生徒の母親への名誉棄損事件
出典: フリー百科事典『ウィキペディア(Wikipedia)』 (2020/11/25 14:23 UTC 版)
「増田都子」の記事における「生徒の母親への名誉棄損事件」の解説
1997年7月、授業で沖縄の普天間基地問題を取り上げ、米軍を批判した。この授業には米国人を父親に持つ生徒も参加しており、ある女性教員が問題視してPTAの会合でこの生徒の母親に内容を伝えた。母親は足立区教育委員会に抗議、学校側はこれを受け、増田の偏向教育であると問題にしたが、増田は母親の密告と認識し反発。「日本国憲法主義者である私を「偏っている」と言うのは、日本国憲法を「偏っている」と言う人です」「このようなアサハカな思い上がりによる教育内容への干渉は許しません」と抗議した母親を批判し、自らを正当化する主張を記したプリントを授業の教材として配布した。 青島幸男都政下の東京都教育委員会は区教委の問い合わせに対し「偏向教育とは言えない」と回答したが、母親側は授業で配布したプリントの内容が誹謗中傷にあたるとして増田を名誉毀損で告訴、増田の属していた共産党系の全教は1998年11月20日に母親側を支持する声明を出し、「偏った教育」と増田を批判した。増田は「教育に対する不当な支配」(教育基本法第10条より)と反発し、全教を脱退して「東京都学校ユニオン」を結成、全労協に加盟した。『産経新聞』や土屋敬之ら保守的都議会議員も増田を批判し、土屋らは増田の懲戒免職を要求した。増田は減給1ヶ月の処分を受け、翌年には増田が「母親への誹謗中傷文書を学校の機材を使って印刷した」ことを理由に処分を受けている。また、処分への反論と関係者を中傷する内容の文書を所属中学校の全家庭に送付した際にPTA名簿を無断で使用している。 名誉毀損訴訟は、2000年9月28日の最高裁判所判決で確定、増田の行動は名誉毀損に当たるとされ母親側の全面勝訴。ただし、民事訴訟法上、原告が損害賠償を求める対象は増田個人ではなく東京都でなくてはならないとしており、増田個人については賠償責任は問われなかった。なお、増田はこの裁判について、産経新聞が「問題教師 すみやかに教壇から外せ」との見出しつきで論評したことに対し名誉毀損で損害賠償を求めて告訴していたが、2007年1月16日に東京高等裁判所は「記載内容は真実であり名誉毀損は成立しない」として訴えを退けた。増田は期間内に上告せず、判決は確定した。 この件についての土屋と三輪和雄の主張に、増田は名誉毀損で反訴。

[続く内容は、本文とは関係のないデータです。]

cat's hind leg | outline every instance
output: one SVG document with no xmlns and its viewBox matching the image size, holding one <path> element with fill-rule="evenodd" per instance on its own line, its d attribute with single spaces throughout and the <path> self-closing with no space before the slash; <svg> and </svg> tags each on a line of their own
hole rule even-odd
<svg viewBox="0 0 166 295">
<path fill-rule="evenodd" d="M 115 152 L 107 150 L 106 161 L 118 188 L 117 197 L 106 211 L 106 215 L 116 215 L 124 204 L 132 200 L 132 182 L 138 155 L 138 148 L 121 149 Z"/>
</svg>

2003年5月30日、最高裁で増田の一部勝訴となったが、偏向教育などの批判は正当とされた。土屋敬之・古賀俊昭・田代博嗣の三都議とはこの後も激しく対立、増田は「極右三都議」「極悪三都議」「平和教育・民主教育・真っ当な性教育潰しに狂奔している」と非難している。 なお、上記の名誉棄損事件について増田は、事件の責任は女子生徒の母親と中学校長にあると主張し続けている。